Les tractions animale et mécanique faisant défaut, reste la traction humaine. Elle est représentée par des coolies vêtus de gros bleu et coiffés d’une espèce d’abat-jour de paille. Ils s’attellent à leur kourouma à deux roues et détalent avec une rapidité extraordinaire. Les Parisiens connaissent ces véhicules pour les avoir vus aux dernières expositions ; mais si une course de quelques dizaines de mètres sous le soleil des bords de la Seine offre une agréable récréation, il n’en est pas de même des voyages entrepris dans les rues de Tokio durant l’hiver japonais. En vain on tente, avec une capote à ressorts et un tablier de toile cirée, de lutter contre la bise et la pluie mêlée de neige ; on est bientôt transi de la tête aux pieds.

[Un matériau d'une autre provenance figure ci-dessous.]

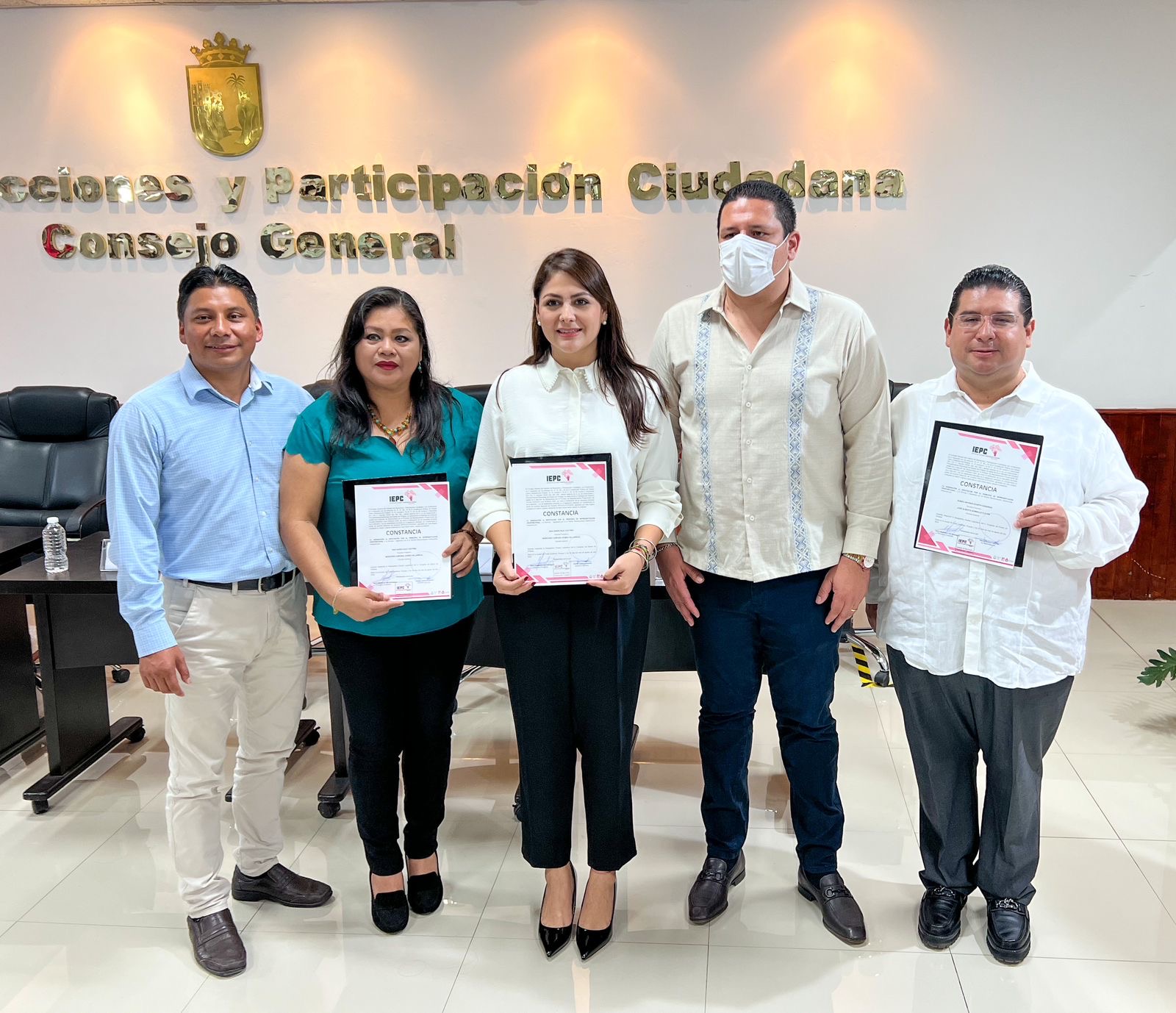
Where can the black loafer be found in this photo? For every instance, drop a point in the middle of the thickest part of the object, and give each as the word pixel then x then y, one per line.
pixel 939 917
pixel 282 886
pixel 1008 930
pixel 217 944
pixel 840 912
pixel 390 911
pixel 709 895
pixel 425 892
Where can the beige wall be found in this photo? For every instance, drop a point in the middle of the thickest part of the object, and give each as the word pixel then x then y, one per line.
pixel 1040 135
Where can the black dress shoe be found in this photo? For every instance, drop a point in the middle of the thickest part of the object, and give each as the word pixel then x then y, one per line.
pixel 840 912
pixel 709 895
pixel 425 892
pixel 939 917
pixel 217 945
pixel 1008 930
pixel 390 911
pixel 589 940
pixel 282 886
pixel 553 940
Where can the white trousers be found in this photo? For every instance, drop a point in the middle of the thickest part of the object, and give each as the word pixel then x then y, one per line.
pixel 246 654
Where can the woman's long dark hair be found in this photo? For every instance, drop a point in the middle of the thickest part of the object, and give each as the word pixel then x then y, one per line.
pixel 429 398
pixel 620 374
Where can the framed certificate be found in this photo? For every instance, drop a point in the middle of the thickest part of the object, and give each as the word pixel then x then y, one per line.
pixel 397 530
pixel 978 480
pixel 562 518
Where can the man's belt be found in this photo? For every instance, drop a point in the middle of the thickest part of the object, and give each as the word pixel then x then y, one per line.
pixel 262 584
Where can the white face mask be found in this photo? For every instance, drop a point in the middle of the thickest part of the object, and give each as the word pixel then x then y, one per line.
pixel 746 264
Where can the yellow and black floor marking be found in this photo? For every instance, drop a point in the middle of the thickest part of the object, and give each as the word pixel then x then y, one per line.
pixel 864 665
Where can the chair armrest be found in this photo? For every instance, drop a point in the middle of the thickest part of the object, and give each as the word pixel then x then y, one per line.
pixel 74 521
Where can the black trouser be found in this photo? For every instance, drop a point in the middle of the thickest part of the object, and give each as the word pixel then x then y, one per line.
pixel 399 693
pixel 950 720
pixel 574 658
pixel 774 627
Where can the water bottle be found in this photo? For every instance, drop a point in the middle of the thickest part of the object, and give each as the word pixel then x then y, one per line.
pixel 53 540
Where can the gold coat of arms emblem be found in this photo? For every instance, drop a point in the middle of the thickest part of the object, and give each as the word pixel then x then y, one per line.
pixel 225 98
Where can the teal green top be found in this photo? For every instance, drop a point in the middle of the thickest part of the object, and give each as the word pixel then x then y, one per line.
pixel 376 458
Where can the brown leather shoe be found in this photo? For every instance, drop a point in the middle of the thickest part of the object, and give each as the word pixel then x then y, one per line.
pixel 217 945
pixel 282 886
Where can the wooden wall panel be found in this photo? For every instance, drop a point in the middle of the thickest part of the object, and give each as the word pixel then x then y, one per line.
pixel 1148 570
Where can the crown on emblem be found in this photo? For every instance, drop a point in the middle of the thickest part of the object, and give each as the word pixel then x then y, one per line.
pixel 220 52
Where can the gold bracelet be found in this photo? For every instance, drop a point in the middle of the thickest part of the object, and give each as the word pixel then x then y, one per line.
pixel 653 548
pixel 645 559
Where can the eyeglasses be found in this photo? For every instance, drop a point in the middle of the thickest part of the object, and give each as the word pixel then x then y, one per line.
pixel 1000 321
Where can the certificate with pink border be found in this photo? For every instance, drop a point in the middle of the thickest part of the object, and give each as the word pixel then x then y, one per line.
pixel 978 482
pixel 562 518
pixel 397 532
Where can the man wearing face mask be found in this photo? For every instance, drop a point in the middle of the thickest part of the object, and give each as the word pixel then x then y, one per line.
pixel 779 398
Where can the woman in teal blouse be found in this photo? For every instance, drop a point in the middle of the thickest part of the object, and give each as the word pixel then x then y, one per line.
pixel 398 664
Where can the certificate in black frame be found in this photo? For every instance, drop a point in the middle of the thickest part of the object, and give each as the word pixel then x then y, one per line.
pixel 350 509
pixel 585 459
pixel 1032 439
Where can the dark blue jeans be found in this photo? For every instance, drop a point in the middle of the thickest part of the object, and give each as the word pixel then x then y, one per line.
pixel 775 627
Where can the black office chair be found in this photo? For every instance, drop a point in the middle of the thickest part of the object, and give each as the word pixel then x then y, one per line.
pixel 53 446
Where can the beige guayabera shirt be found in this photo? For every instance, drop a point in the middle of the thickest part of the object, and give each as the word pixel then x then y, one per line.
pixel 786 450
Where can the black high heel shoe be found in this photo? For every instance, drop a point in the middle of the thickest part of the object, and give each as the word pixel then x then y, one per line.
pixel 390 911
pixel 553 940
pixel 589 940
pixel 426 892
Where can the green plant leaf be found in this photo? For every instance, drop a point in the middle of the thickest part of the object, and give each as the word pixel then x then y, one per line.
pixel 1160 668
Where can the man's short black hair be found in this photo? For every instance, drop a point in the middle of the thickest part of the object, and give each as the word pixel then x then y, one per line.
pixel 762 190
pixel 219 276
pixel 993 276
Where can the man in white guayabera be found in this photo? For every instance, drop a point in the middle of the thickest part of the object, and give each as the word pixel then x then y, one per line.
pixel 983 656
pixel 779 397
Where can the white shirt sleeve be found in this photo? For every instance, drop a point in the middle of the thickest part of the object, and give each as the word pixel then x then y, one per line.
pixel 656 466
pixel 1105 525
pixel 486 491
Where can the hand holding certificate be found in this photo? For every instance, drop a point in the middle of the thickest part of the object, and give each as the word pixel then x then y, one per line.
pixel 562 518
pixel 979 480
pixel 398 534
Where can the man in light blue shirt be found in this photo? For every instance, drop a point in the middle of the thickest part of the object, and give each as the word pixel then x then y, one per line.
pixel 215 605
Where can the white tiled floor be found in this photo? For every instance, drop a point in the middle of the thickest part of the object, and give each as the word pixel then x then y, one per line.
pixel 90 918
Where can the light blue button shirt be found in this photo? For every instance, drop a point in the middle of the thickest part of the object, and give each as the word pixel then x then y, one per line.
pixel 192 490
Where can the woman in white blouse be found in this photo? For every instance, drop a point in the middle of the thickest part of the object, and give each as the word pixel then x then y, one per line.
pixel 574 654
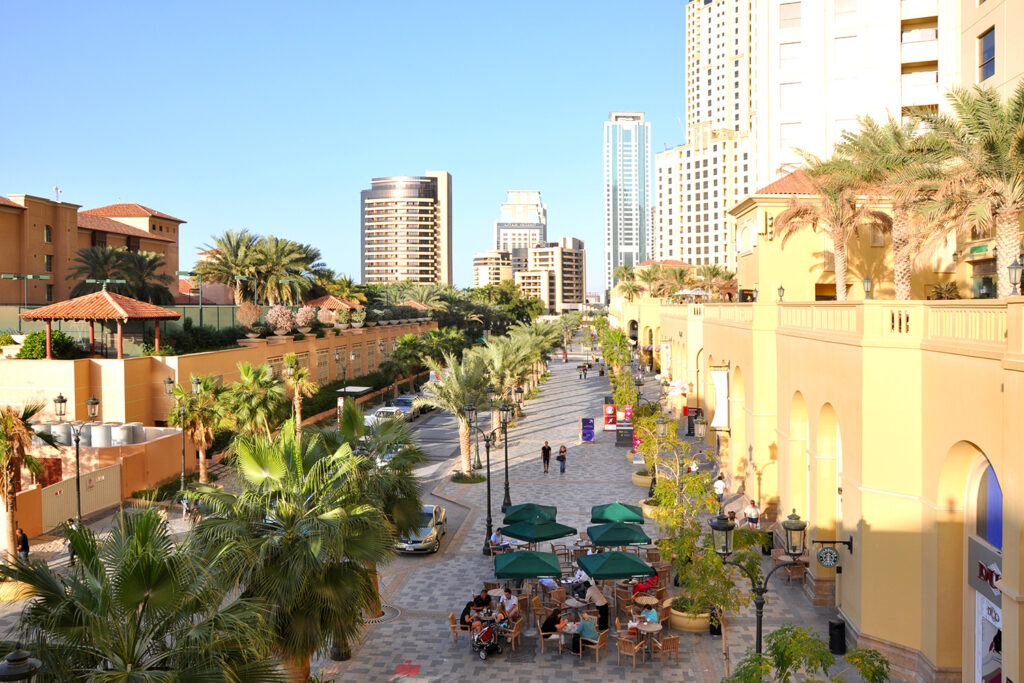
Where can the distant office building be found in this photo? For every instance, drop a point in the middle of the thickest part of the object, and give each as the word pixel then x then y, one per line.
pixel 523 223
pixel 491 267
pixel 407 229
pixel 627 166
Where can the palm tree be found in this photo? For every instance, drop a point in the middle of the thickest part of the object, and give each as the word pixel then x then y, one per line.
pixel 199 417
pixel 255 401
pixel 15 438
pixel 232 254
pixel 140 609
pixel 301 385
pixel 837 209
pixel 981 181
pixel 299 538
pixel 460 384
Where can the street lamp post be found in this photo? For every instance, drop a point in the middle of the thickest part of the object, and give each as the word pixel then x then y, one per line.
pixel 722 528
pixel 506 414
pixel 92 408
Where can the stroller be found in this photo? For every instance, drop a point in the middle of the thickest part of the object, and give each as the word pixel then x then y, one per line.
pixel 484 641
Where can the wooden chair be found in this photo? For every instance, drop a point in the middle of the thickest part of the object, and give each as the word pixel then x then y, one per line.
pixel 629 648
pixel 669 645
pixel 456 628
pixel 597 645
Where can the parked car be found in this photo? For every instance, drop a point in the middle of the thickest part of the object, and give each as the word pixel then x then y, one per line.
pixel 404 403
pixel 427 539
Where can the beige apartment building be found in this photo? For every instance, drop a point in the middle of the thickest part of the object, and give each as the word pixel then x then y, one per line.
pixel 556 274
pixel 42 238
pixel 407 229
pixel 491 267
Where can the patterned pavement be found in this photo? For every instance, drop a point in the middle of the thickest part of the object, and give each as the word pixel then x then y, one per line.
pixel 417 645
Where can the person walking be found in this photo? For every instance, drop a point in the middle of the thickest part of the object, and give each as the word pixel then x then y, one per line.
pixel 23 545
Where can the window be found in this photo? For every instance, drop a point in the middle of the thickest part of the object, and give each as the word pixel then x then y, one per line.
pixel 788 15
pixel 986 56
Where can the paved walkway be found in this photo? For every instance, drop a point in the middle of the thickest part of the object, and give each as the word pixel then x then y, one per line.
pixel 414 643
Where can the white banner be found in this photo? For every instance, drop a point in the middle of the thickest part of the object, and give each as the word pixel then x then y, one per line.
pixel 721 381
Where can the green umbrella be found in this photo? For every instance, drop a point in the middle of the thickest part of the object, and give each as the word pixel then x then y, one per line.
pixel 615 512
pixel 614 564
pixel 526 564
pixel 536 530
pixel 528 512
pixel 617 534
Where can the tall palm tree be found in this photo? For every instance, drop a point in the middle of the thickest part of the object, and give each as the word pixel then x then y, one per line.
pixel 459 384
pixel 231 254
pixel 255 401
pixel 140 609
pixel 297 540
pixel 15 438
pixel 981 180
pixel 837 209
pixel 300 384
pixel 199 417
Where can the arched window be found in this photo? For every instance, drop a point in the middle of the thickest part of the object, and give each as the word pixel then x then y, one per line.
pixel 988 514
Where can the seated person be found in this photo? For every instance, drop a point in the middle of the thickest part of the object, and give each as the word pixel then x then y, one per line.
pixel 509 604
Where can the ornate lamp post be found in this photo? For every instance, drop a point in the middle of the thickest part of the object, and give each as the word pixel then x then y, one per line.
pixel 722 528
pixel 506 416
pixel 60 408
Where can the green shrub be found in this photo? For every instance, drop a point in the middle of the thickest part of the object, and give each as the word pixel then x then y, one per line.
pixel 64 347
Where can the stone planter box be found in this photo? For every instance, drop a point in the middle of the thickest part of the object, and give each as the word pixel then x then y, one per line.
pixel 641 480
pixel 688 623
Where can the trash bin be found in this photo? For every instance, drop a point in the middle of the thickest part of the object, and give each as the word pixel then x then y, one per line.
pixel 837 636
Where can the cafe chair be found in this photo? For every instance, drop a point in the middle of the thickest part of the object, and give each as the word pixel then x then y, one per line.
pixel 597 645
pixel 669 645
pixel 629 648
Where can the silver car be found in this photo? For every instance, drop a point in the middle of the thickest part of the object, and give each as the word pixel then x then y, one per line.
pixel 427 539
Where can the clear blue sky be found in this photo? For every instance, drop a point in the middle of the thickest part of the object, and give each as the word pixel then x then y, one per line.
pixel 272 116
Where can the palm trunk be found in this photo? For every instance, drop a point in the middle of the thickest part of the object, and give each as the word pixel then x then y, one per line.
pixel 297 670
pixel 840 255
pixel 1007 241
pixel 901 256
pixel 464 450
pixel 204 476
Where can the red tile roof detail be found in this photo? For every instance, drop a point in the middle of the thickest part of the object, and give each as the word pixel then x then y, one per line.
pixel 100 305
pixel 130 211
pixel 796 182
pixel 94 222
pixel 331 302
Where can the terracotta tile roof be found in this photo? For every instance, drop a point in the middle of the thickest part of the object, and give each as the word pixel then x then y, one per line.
pixel 796 182
pixel 331 302
pixel 100 305
pixel 94 222
pixel 130 211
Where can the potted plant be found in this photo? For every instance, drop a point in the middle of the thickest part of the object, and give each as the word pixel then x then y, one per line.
pixel 281 319
pixel 304 318
pixel 248 314
pixel 341 317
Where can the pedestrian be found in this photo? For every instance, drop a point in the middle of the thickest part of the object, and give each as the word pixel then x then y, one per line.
pixel 72 526
pixel 720 487
pixel 23 545
pixel 752 513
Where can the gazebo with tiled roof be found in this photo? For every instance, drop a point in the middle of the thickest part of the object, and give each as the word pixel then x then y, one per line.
pixel 101 306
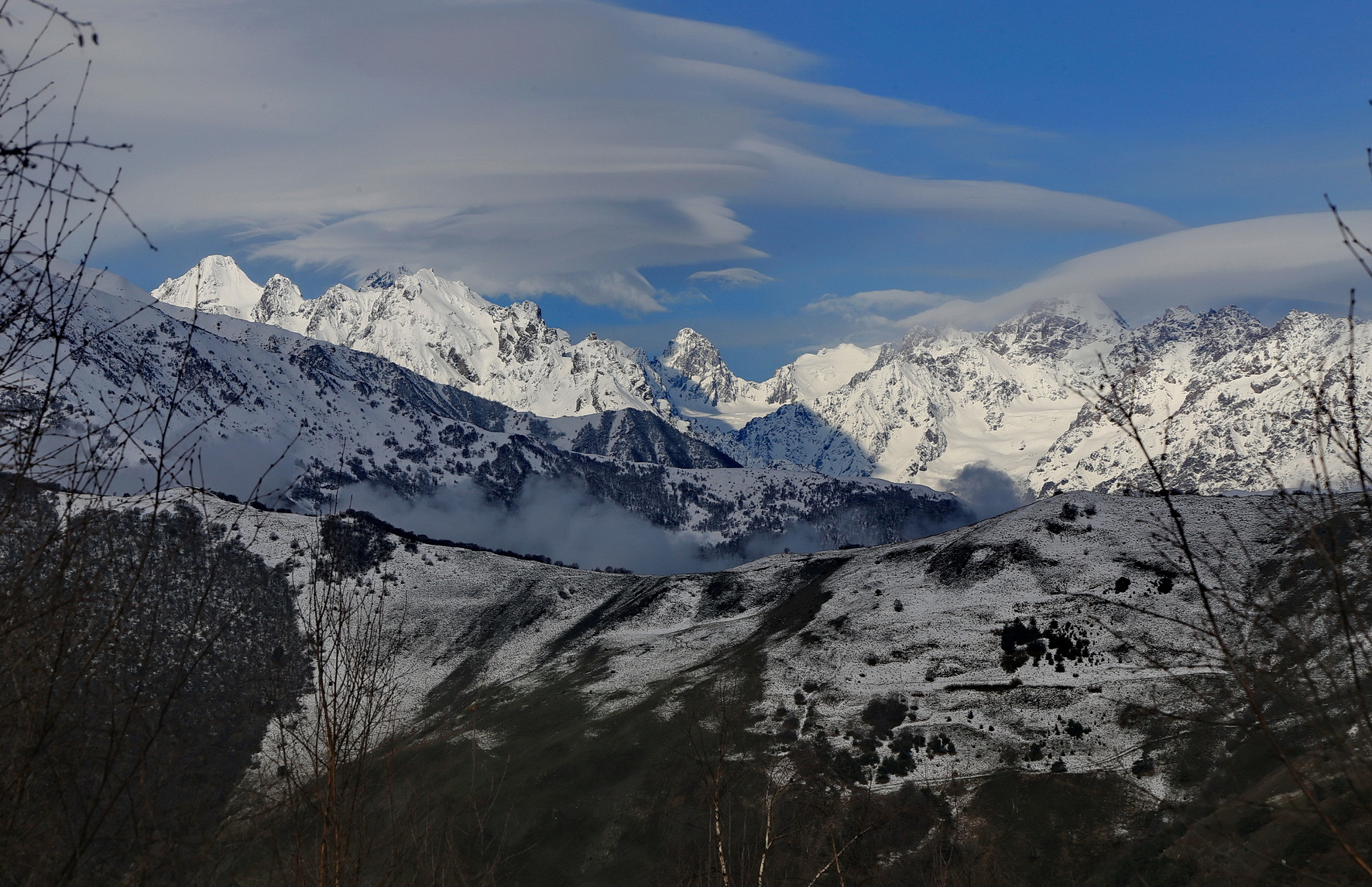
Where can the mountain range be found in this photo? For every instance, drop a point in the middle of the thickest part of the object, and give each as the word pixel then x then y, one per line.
pixel 1216 391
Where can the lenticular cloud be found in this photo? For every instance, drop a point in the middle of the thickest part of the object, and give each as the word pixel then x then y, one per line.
pixel 523 147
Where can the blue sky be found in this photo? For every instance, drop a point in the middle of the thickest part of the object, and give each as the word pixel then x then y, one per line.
pixel 1201 113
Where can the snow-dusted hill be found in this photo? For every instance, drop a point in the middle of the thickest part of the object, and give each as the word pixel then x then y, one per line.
pixel 259 412
pixel 918 410
pixel 922 622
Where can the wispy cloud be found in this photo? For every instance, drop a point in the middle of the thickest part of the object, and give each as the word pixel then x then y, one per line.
pixel 524 147
pixel 732 277
pixel 874 316
pixel 1297 258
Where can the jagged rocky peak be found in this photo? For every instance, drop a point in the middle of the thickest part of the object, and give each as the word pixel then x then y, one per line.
pixel 698 359
pixel 216 286
pixel 383 279
pixel 280 300
pixel 1055 328
pixel 1215 332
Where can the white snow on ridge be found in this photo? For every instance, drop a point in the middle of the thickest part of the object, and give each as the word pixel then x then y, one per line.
pixel 914 412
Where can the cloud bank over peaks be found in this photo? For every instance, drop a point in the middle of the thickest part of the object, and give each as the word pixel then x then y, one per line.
pixel 732 277
pixel 526 149
pixel 1288 258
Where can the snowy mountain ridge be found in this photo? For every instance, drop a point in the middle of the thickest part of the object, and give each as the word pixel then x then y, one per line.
pixel 264 413
pixel 920 410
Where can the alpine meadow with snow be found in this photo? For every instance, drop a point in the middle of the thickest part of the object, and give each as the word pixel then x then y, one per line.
pixel 582 444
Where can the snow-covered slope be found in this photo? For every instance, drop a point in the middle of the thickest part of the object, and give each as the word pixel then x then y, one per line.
pixel 259 412
pixel 442 330
pixel 920 622
pixel 920 410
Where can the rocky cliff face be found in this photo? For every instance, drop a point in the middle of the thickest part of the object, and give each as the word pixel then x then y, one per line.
pixel 917 410
pixel 261 412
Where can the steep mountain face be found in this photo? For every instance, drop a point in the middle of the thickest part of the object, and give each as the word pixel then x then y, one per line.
pixel 442 330
pixel 1230 403
pixel 921 410
pixel 259 412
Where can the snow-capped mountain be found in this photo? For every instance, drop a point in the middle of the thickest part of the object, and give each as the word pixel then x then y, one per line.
pixel 442 330
pixel 259 412
pixel 918 410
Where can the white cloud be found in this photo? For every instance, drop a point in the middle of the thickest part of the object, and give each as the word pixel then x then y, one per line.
pixel 877 302
pixel 1285 257
pixel 732 277
pixel 874 316
pixel 522 146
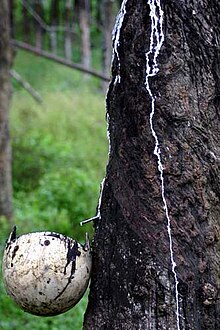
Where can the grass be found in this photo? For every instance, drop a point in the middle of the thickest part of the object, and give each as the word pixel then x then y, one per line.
pixel 59 158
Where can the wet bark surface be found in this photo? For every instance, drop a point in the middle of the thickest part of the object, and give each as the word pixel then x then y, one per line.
pixel 5 147
pixel 132 283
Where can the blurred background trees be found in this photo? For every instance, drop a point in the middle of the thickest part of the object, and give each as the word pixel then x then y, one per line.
pixel 77 30
pixel 59 146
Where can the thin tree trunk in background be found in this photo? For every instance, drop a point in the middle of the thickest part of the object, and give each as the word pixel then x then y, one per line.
pixel 38 7
pixel 26 26
pixel 133 285
pixel 68 21
pixel 11 11
pixel 54 21
pixel 84 18
pixel 108 20
pixel 5 90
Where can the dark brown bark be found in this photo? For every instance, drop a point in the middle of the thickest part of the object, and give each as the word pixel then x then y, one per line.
pixel 132 283
pixel 5 146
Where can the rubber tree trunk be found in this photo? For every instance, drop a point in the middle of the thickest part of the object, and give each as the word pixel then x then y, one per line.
pixel 5 89
pixel 133 284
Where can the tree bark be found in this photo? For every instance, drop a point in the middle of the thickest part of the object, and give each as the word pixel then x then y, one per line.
pixel 133 284
pixel 5 90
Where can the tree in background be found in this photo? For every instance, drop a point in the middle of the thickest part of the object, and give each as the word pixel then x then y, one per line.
pixel 156 247
pixel 83 9
pixel 5 90
pixel 68 21
pixel 107 21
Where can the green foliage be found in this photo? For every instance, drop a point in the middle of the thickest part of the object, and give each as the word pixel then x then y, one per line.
pixel 59 158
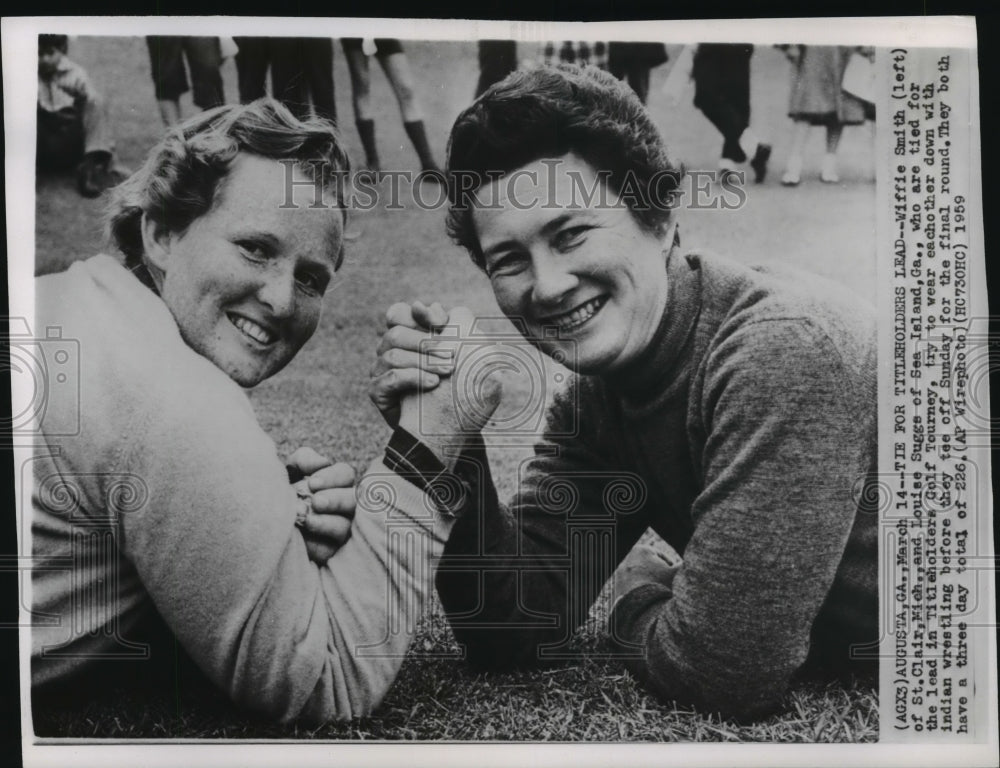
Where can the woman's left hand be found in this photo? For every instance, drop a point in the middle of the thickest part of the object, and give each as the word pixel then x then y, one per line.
pixel 328 489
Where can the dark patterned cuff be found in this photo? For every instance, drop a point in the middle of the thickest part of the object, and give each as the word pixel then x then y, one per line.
pixel 413 461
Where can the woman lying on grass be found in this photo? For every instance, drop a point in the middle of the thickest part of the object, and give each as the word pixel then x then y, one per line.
pixel 734 406
pixel 158 491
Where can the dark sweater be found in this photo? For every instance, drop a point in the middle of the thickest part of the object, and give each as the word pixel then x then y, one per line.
pixel 744 437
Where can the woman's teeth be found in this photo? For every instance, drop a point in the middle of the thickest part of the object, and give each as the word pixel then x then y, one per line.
pixel 578 316
pixel 251 329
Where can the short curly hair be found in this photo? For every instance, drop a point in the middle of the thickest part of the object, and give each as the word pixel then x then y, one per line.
pixel 550 112
pixel 180 179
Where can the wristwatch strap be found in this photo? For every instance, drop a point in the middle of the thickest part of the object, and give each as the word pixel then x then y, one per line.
pixel 412 460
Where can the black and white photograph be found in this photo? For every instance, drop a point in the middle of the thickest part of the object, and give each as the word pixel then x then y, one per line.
pixel 475 386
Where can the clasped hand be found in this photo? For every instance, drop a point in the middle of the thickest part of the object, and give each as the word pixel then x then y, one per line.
pixel 417 382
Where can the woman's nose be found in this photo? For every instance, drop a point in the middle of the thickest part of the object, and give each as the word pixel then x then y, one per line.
pixel 552 279
pixel 278 292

C’est dans cet état que j’arrive enfin à la Légation dont les bureaux sont installés dans l’ancienne demeure du comte Okouma, le grand tribun de la Diète. Le meilleur accueil m’y attend : ma demande sera transmise demain au quartier général et, dans deux ou trois jours, je recevrai le permis qui me donnera le droit d’accompagner les armées japonaises. Cette assurance est le meilleur des réconfortants et m’aide à supporter gaiement les tribulations du retour à Yokohama.